We host a clustered application server with a standalone clustered JMS server. The application server is active/active and loadbalanced while the JMS server is active/passive (shared storage) and uses OS clustering. This means from the client perspective there is only one endpoint for each.

Now we are tasked with connecting to an outside JMS cluster (active/passive) but it appears that they expect us to implement a failover in our JMS client, in other words: connect to the primary if possible, failover to the secondary if necessary.

At the risk of sounding ignorant, I have never seen such a setup but some googling seems to indicate that this appears to be more or less standard practice for JMS.

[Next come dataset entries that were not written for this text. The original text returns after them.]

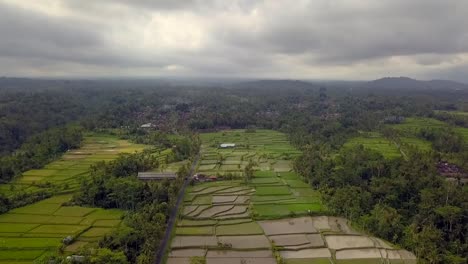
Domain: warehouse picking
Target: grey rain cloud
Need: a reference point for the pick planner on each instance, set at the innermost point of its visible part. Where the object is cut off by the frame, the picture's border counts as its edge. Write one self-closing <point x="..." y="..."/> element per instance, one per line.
<point x="342" y="39"/>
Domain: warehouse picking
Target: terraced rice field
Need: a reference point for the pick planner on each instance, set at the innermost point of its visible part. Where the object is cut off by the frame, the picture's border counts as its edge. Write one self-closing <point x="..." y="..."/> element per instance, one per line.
<point x="274" y="217"/>
<point x="64" y="174"/>
<point x="376" y="142"/>
<point x="28" y="232"/>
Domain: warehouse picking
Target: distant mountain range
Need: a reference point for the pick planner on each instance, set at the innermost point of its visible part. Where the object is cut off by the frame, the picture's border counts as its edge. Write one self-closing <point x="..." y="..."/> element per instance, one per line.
<point x="383" y="84"/>
<point x="387" y="83"/>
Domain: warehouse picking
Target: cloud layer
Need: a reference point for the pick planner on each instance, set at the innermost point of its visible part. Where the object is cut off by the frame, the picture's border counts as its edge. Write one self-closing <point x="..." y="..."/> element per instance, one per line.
<point x="316" y="39"/>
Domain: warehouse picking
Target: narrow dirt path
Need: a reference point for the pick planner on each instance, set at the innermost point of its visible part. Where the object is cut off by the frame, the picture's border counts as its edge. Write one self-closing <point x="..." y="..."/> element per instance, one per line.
<point x="172" y="218"/>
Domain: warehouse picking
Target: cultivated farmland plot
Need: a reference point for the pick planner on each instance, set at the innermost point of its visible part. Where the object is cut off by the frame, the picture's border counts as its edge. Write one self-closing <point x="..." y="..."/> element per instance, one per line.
<point x="28" y="232"/>
<point x="274" y="216"/>
<point x="64" y="174"/>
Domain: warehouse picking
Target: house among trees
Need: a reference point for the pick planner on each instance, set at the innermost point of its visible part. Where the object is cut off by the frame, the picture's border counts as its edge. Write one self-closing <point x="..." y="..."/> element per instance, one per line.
<point x="227" y="145"/>
<point x="156" y="176"/>
<point x="199" y="177"/>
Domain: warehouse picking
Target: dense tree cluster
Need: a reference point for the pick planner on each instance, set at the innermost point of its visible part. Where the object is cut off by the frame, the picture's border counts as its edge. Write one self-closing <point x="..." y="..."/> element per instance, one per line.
<point x="403" y="201"/>
<point x="39" y="150"/>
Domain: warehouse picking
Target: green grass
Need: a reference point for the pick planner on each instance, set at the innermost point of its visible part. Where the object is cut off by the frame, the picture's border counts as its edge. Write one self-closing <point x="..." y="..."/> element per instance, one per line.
<point x="36" y="227"/>
<point x="377" y="143"/>
<point x="264" y="174"/>
<point x="251" y="228"/>
<point x="308" y="261"/>
<point x="187" y="222"/>
<point x="20" y="255"/>
<point x="106" y="223"/>
<point x="58" y="229"/>
<point x="73" y="165"/>
<point x="266" y="211"/>
<point x="272" y="190"/>
<point x="96" y="232"/>
<point x="74" y="211"/>
<point x="358" y="261"/>
<point x="17" y="243"/>
<point x="421" y="144"/>
<point x="42" y="208"/>
<point x="199" y="230"/>
<point x="16" y="228"/>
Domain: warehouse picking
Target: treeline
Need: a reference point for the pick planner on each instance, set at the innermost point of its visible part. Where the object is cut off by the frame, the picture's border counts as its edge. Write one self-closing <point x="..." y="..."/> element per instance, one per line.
<point x="402" y="201"/>
<point x="114" y="185"/>
<point x="39" y="150"/>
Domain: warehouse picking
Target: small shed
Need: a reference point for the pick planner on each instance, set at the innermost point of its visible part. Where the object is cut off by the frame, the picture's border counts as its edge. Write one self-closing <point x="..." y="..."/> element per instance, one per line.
<point x="227" y="145"/>
<point x="156" y="176"/>
<point x="147" y="125"/>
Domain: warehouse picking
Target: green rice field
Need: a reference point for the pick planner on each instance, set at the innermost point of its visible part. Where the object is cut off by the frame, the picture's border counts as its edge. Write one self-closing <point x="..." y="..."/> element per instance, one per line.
<point x="376" y="142"/>
<point x="28" y="232"/>
<point x="242" y="221"/>
<point x="64" y="174"/>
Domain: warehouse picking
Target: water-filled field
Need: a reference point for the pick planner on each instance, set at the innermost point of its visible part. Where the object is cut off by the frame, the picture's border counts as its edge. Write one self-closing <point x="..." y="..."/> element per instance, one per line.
<point x="274" y="217"/>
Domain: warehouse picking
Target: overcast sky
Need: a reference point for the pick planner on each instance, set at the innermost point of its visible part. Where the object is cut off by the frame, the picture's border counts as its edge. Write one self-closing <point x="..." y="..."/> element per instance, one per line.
<point x="317" y="39"/>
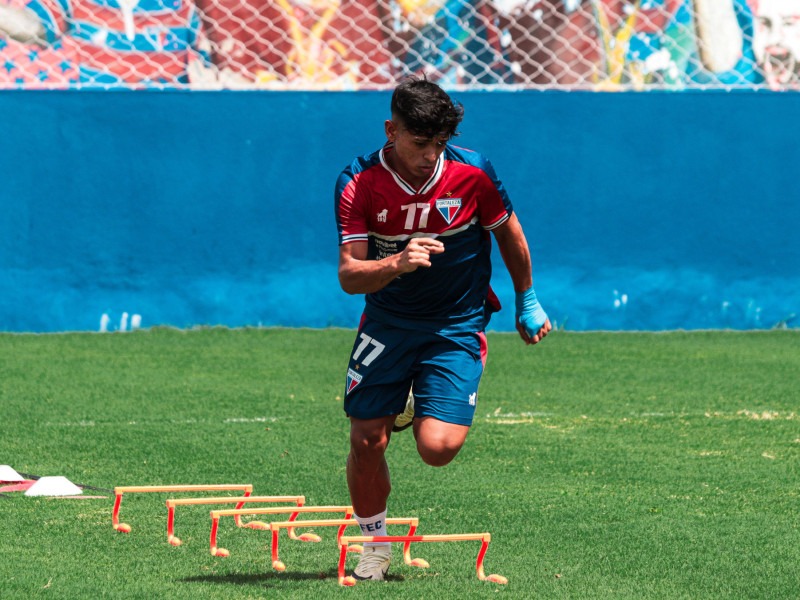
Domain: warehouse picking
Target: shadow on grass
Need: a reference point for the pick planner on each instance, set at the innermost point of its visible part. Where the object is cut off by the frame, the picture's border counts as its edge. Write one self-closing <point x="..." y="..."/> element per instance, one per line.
<point x="267" y="578"/>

My question then is: why do JMS providers seem to prefer "client side clustering" if you will as opposed to classic load balancing or other server side clustering methods? Is it indeed an industry standard?

For now I run multiple Open MQ with MySQL Cluster see on this link (http://mq.java.net/OpenMQ_MySQLCluster_Setup_Guide.html)

For this server topology you can connect to any node (broker 1, broker2) if you run on EJB container just config (depend on what middle tier you used) when some node died it will auto switch by container.

I have only ever used active/active clustering with JMS where both servers get every message (they talk to each other to stay in sync). They didn't share a disk sub systems as they were in differnet data centers. The client is configured with two servers though it only connects to one at a time. (Usually the local JMS server) Fail over is transparent to the client.

I have also seen configurations with two local server and one non-local server so that failure of one server doesn't require connecting across a WAN to another data center. I haven't set such a configuration up myself.

Using shared storage sounds cool for a system adminstrator, but has the disadvantage that is it is less than transparent to the software. If you have an application supports fail over of its own, that is preferable IMHO. ie I would only use shared storage if the service didn't have fail over.